Looking for some help folks...maybe Ive missed something simple...

I have an Emac running OS 10.3.7 (128MB RAM, 30G HD, G4) that was running along nicely for 4 months. Then all of a sudden the spinning wheel of death appeared during start-up. It would just keep spinning and wouldn't boot into the OS atall. I zapped PRAM, booted into restore disk and ran disk first aid, then repaired permissions but to no avail. Tried booting into safe mode (didn't work) then tried fsck through single user mode but it just gives me the answer 'no boot volume'. This to me, would suggest a HD failure, however stick with me..........
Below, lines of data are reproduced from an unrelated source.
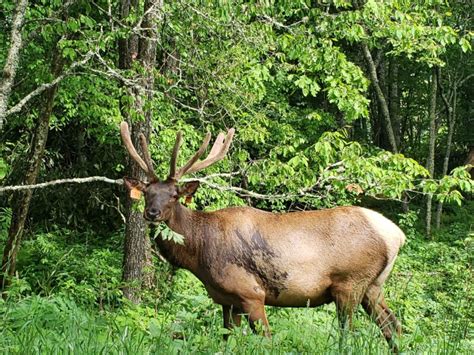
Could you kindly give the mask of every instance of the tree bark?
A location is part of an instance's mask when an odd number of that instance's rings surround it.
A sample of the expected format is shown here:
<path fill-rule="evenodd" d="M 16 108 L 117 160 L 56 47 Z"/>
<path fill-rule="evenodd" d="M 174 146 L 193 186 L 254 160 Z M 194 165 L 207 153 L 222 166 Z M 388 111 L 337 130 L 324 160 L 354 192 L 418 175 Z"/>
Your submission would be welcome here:
<path fill-rule="evenodd" d="M 362 44 L 362 51 L 364 53 L 364 57 L 367 61 L 368 69 L 369 69 L 369 75 L 370 79 L 372 80 L 372 85 L 374 86 L 375 93 L 377 96 L 377 100 L 380 104 L 380 108 L 382 110 L 382 117 L 385 122 L 385 130 L 387 132 L 388 140 L 390 143 L 390 148 L 393 153 L 398 152 L 398 146 L 397 142 L 395 140 L 395 134 L 393 132 L 393 126 L 392 126 L 392 120 L 390 118 L 390 111 L 389 107 L 387 104 L 387 100 L 385 98 L 385 95 L 383 93 L 383 90 L 380 86 L 380 82 L 377 76 L 377 67 L 375 65 L 375 62 L 372 58 L 372 54 L 370 53 L 369 47 L 367 46 L 366 43 Z"/>
<path fill-rule="evenodd" d="M 139 133 L 143 133 L 149 140 L 151 131 L 152 112 L 146 108 L 145 100 L 152 100 L 151 90 L 154 86 L 153 70 L 156 64 L 156 41 L 158 38 L 157 23 L 160 19 L 161 0 L 145 1 L 145 15 L 141 24 L 141 37 L 131 37 L 119 43 L 120 60 L 122 69 L 130 69 L 136 59 L 142 66 L 139 81 L 140 89 L 132 89 L 129 94 L 134 98 L 133 110 L 143 120 L 131 122 L 132 141 L 141 153 L 141 145 L 138 143 Z M 130 4 L 122 1 L 122 17 L 130 12 L 130 6 L 138 6 L 137 2 Z M 123 110 L 122 114 L 131 121 L 129 115 Z M 146 180 L 145 173 L 134 161 L 129 163 L 129 173 L 140 180 Z M 126 204 L 127 226 L 125 229 L 124 258 L 123 258 L 123 293 L 126 298 L 134 303 L 141 301 L 141 291 L 151 288 L 154 284 L 154 273 L 152 268 L 151 243 L 147 233 L 147 225 L 142 213 L 133 208 L 133 201 L 128 198 Z"/>
<path fill-rule="evenodd" d="M 56 48 L 53 53 L 51 73 L 54 77 L 57 77 L 60 75 L 62 68 L 63 60 L 59 49 Z M 48 139 L 49 120 L 53 112 L 57 88 L 58 86 L 54 85 L 44 92 L 45 106 L 39 116 L 31 149 L 28 154 L 26 172 L 23 178 L 24 185 L 33 185 L 36 183 L 41 161 L 44 156 L 46 141 Z M 33 190 L 22 190 L 13 194 L 12 221 L 8 230 L 7 243 L 3 250 L 0 274 L 0 287 L 2 290 L 8 286 L 10 278 L 16 271 L 18 250 L 20 249 L 32 195 Z"/>
<path fill-rule="evenodd" d="M 428 117 L 430 121 L 430 135 L 428 144 L 428 157 L 426 160 L 426 170 L 428 170 L 430 177 L 434 176 L 434 158 L 435 158 L 435 144 L 436 144 L 436 95 L 437 95 L 437 71 L 433 69 L 431 74 L 431 90 L 430 90 L 430 103 L 428 108 Z M 426 197 L 426 236 L 431 238 L 431 208 L 432 208 L 433 195 L 431 193 Z"/>
<path fill-rule="evenodd" d="M 8 50 L 5 66 L 0 83 L 0 131 L 3 129 L 3 121 L 6 117 L 8 99 L 15 81 L 16 70 L 18 68 L 19 53 L 22 45 L 21 28 L 25 18 L 28 0 L 19 0 L 16 6 L 15 16 L 10 37 L 10 49 Z"/>

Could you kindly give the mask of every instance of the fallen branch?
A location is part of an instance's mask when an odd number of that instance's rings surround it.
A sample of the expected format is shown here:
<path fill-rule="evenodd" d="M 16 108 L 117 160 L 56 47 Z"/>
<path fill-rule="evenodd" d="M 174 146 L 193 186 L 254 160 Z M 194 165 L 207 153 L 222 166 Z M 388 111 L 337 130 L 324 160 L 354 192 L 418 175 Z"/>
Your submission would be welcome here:
<path fill-rule="evenodd" d="M 45 187 L 60 185 L 60 184 L 84 184 L 88 182 L 101 181 L 109 184 L 122 185 L 122 179 L 109 179 L 105 176 L 90 176 L 86 178 L 70 178 L 70 179 L 59 179 L 48 182 L 42 182 L 34 185 L 16 185 L 16 186 L 4 186 L 0 187 L 0 193 L 5 191 L 19 191 L 19 190 L 32 190 L 32 189 L 43 189 Z"/>

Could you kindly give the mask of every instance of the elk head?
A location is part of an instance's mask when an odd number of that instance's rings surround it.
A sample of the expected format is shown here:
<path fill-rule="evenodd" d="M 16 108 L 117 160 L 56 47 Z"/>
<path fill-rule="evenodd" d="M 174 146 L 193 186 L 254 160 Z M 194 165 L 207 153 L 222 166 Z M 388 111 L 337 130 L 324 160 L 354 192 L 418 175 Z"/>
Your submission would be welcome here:
<path fill-rule="evenodd" d="M 165 180 L 161 181 L 153 170 L 153 162 L 145 136 L 140 134 L 140 146 L 143 152 L 142 159 L 133 146 L 127 122 L 122 122 L 120 124 L 120 134 L 125 148 L 130 154 L 130 157 L 138 163 L 148 177 L 148 181 L 146 182 L 127 177 L 124 178 L 125 186 L 130 190 L 132 198 L 136 198 L 136 192 L 145 195 L 145 219 L 152 223 L 167 221 L 171 216 L 174 206 L 179 203 L 180 197 L 190 199 L 199 187 L 199 182 L 191 181 L 184 185 L 179 185 L 179 179 L 185 174 L 203 170 L 223 159 L 229 150 L 234 132 L 235 130 L 231 128 L 227 131 L 226 136 L 224 136 L 223 133 L 219 133 L 207 158 L 199 160 L 211 140 L 211 133 L 208 132 L 198 151 L 179 169 L 176 164 L 182 142 L 182 134 L 178 132 L 171 154 L 169 175 Z"/>

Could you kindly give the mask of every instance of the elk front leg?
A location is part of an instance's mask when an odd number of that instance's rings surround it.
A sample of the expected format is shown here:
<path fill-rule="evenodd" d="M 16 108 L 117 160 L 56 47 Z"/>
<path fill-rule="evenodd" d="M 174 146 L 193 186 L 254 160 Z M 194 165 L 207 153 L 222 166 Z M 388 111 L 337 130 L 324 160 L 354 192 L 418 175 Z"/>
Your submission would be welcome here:
<path fill-rule="evenodd" d="M 351 284 L 336 284 L 331 289 L 336 303 L 337 318 L 342 334 L 352 331 L 352 316 L 360 303 L 360 292 Z"/>
<path fill-rule="evenodd" d="M 270 338 L 270 324 L 265 313 L 264 303 L 260 300 L 247 300 L 242 302 L 242 308 L 244 313 L 248 314 L 250 328 L 255 332 L 255 322 L 261 321 L 265 336 Z"/>
<path fill-rule="evenodd" d="M 222 306 L 222 315 L 224 318 L 224 328 L 232 329 L 234 326 L 240 327 L 242 310 L 234 306 Z M 227 340 L 229 334 L 224 334 L 224 340 Z"/>

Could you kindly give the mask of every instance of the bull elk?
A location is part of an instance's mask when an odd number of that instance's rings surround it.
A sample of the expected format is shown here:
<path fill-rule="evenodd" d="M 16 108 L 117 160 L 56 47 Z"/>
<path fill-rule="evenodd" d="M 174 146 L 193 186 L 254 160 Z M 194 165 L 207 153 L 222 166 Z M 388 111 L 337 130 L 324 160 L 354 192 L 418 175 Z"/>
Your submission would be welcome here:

After trying all of the above, I tried a clean install of the OS. This worked wonders and brought the machine back to life. Therefore, I figured it wasnt a hardware fault but an OS fault? The machine has been working good as new For the last 2 weeks, then all of a sudden the continous spinning wheel has appeared again! Im back to square one.The Emac hardware test disk will not boot from CD either.

Any ideas appreciated...


----------



## MSY-Houston (Dec 5, 2004)

zoombini said:


> Looking for some help folks...maybe Ive missed something simple...
> 
> I have an Emac running OS 10.3.7 (128MB RAM, 30G HD, G4) that was running along nicely for 4 months. Then all of a sudden the spinning wheel of death appeared during start-up. It would just keep spinning and wouldn't boot into the OS atall. I zapped PRAM, booted into restore disk and ran disk first aid, then repaired permissions but to no avail. Tried booting into safe mode (didn't work) then tried fsck through single user mode but it just gives me the answer 'no boot volume'. This to me, would suggest a HD failure, however stick with me..........
> 
> ...


Still could be the hard disk. You might need to totally reformat that puppy. Or, consider the power supply. Not likely, but ya' never know...


----------